The eight categories can really be summed up into three major headings: VoIP Technology Summary, Business Justification, and Deployment Considerations. The “VoIP Basics” or technology summary provides the necessary background information on the PSTN and legacy PBX’s in order to present the context for understanding how VoIP is a change in voice technology. This section is brief, and Walker and Hicks end with a general overview of data technology and how you converge old voice technology into it, discussing signaling, transport protocols, codes, and the hardware necessary to make everything work. In terms of the business case for VoIP, the authors present three major cost savings opportunities: toll cost savings, simple network savings, and productivity savings. These areas are commonly talked about and should not be a surprise to the reader; the value here is that the book enables the reader to talk intelligently about the cost savings areas to a business audience. From here, Walker and Hicks cover how to project the ROI, how to make sure you have the data to back up your projections, and what associated costs should be considered before starting the project (e.g., is it cheaper to outsource?). Lastly, the authors spend time discussing both the pre and post implementation requirements and implications of running VoIP, spending less time on the technical details and more time on the big picture of implementing such a technology: Considering the quality requirements (i.e., QoS), integrating VoIP into a network management structure, establishing SLAs with the customer, and securing the technology.

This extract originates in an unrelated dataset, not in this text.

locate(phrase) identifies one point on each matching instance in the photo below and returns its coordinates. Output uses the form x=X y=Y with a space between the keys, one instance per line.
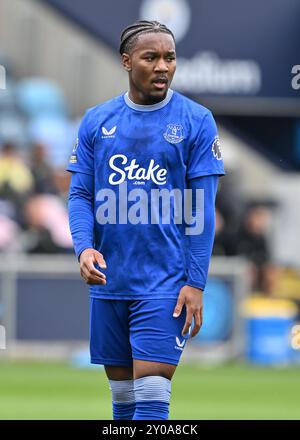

Overall, the book provides a good, but broad treatment of how to present a case for VoIP and then deploy it. The irony of the book is that the readers who can best utilize the information will probably be the ones that find the book a little boring. For example, experienced managers will take away the unique points of implementing VoIP and recognize how it can fit in a realistic way for their particular environment. On the flip side, the knowledgeable network technician will similarly be able to see the nuances of VoIP that the book presents and understand the implications for the existing network. To both audiences, the pre-existing experience and knowledge may cause them to find the book too basic, although the lessons learned will most likely be valuable to them. To the less experienced readers (technical or managerial), the book is a great starting point and will most likely engage them more, but without additional references or resources (e.g., basic project management skills, understanding business budgeting cycles, etc.), the information learned may be just enough to make them dangerous.
Taking Charge of Your VoIP Project is a great resource for its intended audience of decision makers and project managers. It is not necessarily meant for the technical person doing the implementing, although the information is beneficial as it ties the technical to the practical.